2 Mars 2022 , Rédigé par FO Services Publics 51

Accès au service public : la défenseure des droits veut stopper le “tout-numérique”

En 2021, le défenseur des droits a enregistré un nouveau record de réclamations concernant la relation des usagers avec le service public. Pour l’institution, les politiques d’inclusion numérique du gouvernement, louables, ne doivent pas exonérer les services publics d’organiser leur propre accessibilité, en maintenant une vraie alternative au numérique.

“Le report de la charge sur l’usager reste l’impensé de la dématérialisation des démarches.” Trois ans après son dernier rapport sur les difficultés générées par la bascule au tout-numérique, le défenseur des droits pointe une nouvelle fois les manquements d’un service public incapable de respecter les principes cardinaux de l’adaptabilité et de l’accessibilité. “Avec le numérique, on assiste à un renversement de la logique du service public, en faisant peser la responsabilité du bon fonctionnement d’une démarche sur les épaules de l’usager et non plus de l’administration : c’est à lui de s’équiper et de se former pour savoir-faire, et effectuer ses démarches de manière autonome”, déplore le délégué général à la médiation, Daniel Agacinski.

Si le numérique profite à une grande partie des usagers, en facilitant l’accès aux démarches, pour les personnes précaires et déjà éloignées du service public ou du numérique, il ne fait que renforcer leurs difficultés. Tous les profils sont concernés, et pas seulement les étrangers, les détenus, ou les personnes âgées et handicapées. Un quart des 18-24 ans affirment être en difficulté, seuls devant un formulaire administratif en ligne, sans agent à qui demander conseil.

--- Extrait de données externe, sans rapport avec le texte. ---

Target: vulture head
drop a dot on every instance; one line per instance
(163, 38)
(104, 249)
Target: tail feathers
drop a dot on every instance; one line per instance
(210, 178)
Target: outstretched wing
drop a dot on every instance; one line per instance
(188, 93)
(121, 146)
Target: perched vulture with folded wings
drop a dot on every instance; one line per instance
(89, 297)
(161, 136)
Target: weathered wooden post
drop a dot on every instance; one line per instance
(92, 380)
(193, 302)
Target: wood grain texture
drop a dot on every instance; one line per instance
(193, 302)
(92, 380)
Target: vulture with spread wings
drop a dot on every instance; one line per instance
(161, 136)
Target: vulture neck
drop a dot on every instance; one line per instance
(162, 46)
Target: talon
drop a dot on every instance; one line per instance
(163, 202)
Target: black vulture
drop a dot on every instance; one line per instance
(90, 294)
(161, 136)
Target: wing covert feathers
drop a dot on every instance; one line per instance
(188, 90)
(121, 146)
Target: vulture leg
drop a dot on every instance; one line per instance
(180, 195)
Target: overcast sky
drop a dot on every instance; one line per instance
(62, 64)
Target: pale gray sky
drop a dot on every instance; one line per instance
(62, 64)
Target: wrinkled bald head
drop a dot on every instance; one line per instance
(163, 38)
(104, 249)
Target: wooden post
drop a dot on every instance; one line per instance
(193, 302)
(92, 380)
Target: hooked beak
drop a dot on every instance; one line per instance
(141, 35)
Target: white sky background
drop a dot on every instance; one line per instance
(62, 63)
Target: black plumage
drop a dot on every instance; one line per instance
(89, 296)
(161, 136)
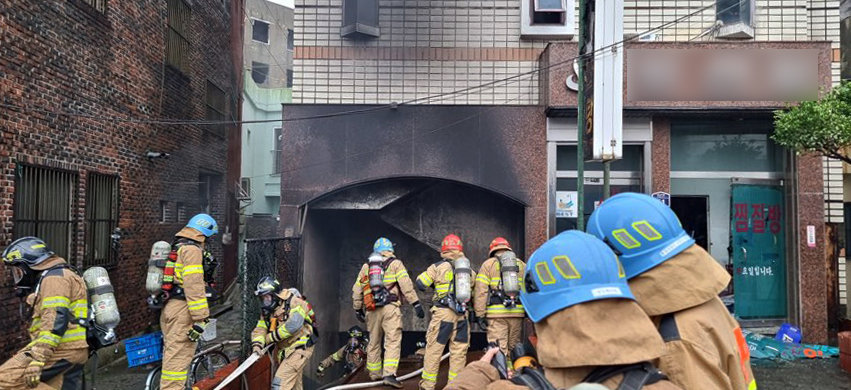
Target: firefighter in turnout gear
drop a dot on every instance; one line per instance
(496, 296)
(677, 284)
(353, 354)
(377, 294)
(287, 324)
(186, 313)
(589, 327)
(57, 295)
(451, 278)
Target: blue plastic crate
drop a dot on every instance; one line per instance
(145, 341)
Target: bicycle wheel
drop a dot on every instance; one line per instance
(153, 380)
(206, 365)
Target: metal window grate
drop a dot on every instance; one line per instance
(44, 200)
(177, 45)
(101, 219)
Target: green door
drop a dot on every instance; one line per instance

Depuis dix ans, le nombre de réclamations reçues par le défenseur des droits ne cesse de croître, avec une forte accélération ces dernières années, en particulier sur les relations avec les services publics, qui représentent plus de 80 % des 115 000 réclamations reçues en 2021. Soit trois fois plus qu’en 2010 et deux fois plus qu’en 2017. 

Progrès insuffisants 

L’institution salue les efforts de l’État pour accompagner cette transition, mais ceux-ci restent insuffisants ou manquent leur cible. Et de citer l’exemple du bouton “Je donne mon avis”, dont les notes nourrissent l’observatoire de la qualité des démarches. Si l’intention est louable, encore faut-il avoir passé toutes les étapes d’une démarche avec succès pour pouvoir donner son avis. Cet écueil est partiellement contrebalancé par la plate-forme Vox-usagers, qui permet à un usager de raconter sa bonne ou mauvaise expérience d’un service public, quelle que soit l’étape à laquelle il s’est arrêté, un peu comme le proposait la première version du tableau d’évaluation des démarches en ligne. Mais là encore, il s’agit d’une plate-forme uniquement accessible sur Internet…

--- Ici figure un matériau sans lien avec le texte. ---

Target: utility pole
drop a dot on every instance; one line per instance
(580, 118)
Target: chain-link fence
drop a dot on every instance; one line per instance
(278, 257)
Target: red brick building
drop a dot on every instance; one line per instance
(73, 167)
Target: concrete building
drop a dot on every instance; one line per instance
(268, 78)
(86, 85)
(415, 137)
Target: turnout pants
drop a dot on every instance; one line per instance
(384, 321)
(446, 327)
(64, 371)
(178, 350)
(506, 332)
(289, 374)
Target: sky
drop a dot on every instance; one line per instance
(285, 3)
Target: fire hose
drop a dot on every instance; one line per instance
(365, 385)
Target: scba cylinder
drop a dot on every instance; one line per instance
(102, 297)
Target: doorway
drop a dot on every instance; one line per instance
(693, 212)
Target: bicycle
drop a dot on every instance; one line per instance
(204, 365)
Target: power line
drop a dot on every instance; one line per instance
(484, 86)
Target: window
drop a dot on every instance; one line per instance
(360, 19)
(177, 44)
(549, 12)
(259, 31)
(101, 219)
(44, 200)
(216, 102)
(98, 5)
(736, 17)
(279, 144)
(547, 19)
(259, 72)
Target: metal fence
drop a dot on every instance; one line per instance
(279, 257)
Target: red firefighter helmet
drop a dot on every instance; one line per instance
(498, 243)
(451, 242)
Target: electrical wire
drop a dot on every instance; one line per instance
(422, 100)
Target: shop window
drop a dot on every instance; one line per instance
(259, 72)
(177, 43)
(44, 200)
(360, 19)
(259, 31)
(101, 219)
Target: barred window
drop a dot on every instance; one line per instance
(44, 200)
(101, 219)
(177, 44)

Il en va de même avec les espaces France services et les conseillers numériques recrutés en masse grâce au plan de relance. “Ce plan d’inclusion numérique est indispensable et positif, mais il ne doit surtout pas exonérer les services publics d’organiser eux-mêmes leur propre accessibilité”, note le délégué général à la médiation. Autrement dit, la politique d’inclusion numérique n’est qu’un pansement qui ne résout pas le problème à la source. L’institution voit d’ailleurs dans l’émergence d’un marché d’acteurs privés, “plus ou moins accrédités, plus ou moins sauvages et honnêtes”, de l’accès aux aides et aux droits “le symptôme de l’incapacité d’un certain nombre de services publics à se rendre accessibles”

Flou juridique 

Elle constate par ailleurs que même si le discours du gouvernement a évolué sur le “100 % dématérialisé” pour aller davantage vers le multicanal (guichet, courrier, téléphone) et éviter de répéter le scénario du “Plan préfecture nouvelle génération” (PPNG) et de la fermeture brutale de certains guichets, le maintien d’une alternative au numérique n’est pas toujours une réalité. D’abord, le canal téléphonique, même s’il se développe, reste cantonné à du support utilisateur, bien souvent externalisé, et ne constitue pas à proprement parler un canal alternatif de réalisation des démarches. “ Le lien téléphonique ne peut pas être réduit à de l’assistance numérique, l’agent doit être en capacité de répondre aux personnes et d’intervenir directement sur leurs dossiers”, estime Daniel Agacinski.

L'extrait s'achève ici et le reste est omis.